One Day International series
- Results: Nepal won the 3-match series 3–0
- Most runs: Anil Sah (162) / Navneet Dhaliwal (102)
- Most wickets: Rohit Paudel (6) / Ishwarjot Sohi (4)
- Player of the series: Rohit Paudel (Nep)
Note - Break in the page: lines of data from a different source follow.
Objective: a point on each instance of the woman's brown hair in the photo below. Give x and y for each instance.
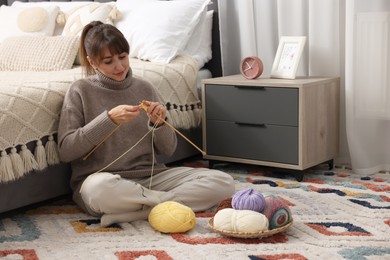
(95, 37)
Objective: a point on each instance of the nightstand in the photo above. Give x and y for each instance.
(283, 123)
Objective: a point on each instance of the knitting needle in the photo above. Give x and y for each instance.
(145, 108)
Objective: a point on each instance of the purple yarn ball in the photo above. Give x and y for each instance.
(248, 199)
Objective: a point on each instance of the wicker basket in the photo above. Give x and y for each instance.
(261, 234)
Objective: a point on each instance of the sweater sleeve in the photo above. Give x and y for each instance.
(75, 139)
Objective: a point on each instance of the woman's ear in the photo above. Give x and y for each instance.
(91, 62)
= Canadian cricket team in Nepal in 2023–24 =

International cricket tour

The Canada men's cricket team toured Nepal in February 2024 to play three One Day International (ODI) matches against Nepal. For Nepal, the series provided the preparation for the 2024 Nepal Tri-Nation Series. In January 2024, the Cricket Association of Nepal announced the bilateral series as a part of Nepal's cricket calendar for 2024.

==Squads==

| Nepal | Canada |
|---|---|
| Rohit Paudel (c); Kushal Bhurtel; Aakash Chand; Rijan Dhakal; Hemant Dhami; Sompal Kami; Dev Khanal; Kushal Malla; Lalit Rajbanshi; Anil Sah (wk); Pawan Sarraf; Bhim Sharki; Aarif Sheikh; Aasif Sheikh (wk); Surya Tamang; | Saad Bin Zafar (c); Shahid Ahmadzai; Dilpreet Bajwa; Uday Bhagwan; Navneet Dhaliwal; Nikhil Dutta; Dillon Heyliger; Aaron Johnson; Nicholas Kirton; Shreyas Movva (wk); Kaleem Sana; Pargat Singh; Ishwarjot Sohi; Harsh Thaker; Srimantha Wijeratne (wk); |

==50-over series==
After the ODI series, the Canadian team played three unofficial one-day matches against Nepal A. The visitors won this unofficial series 2–1.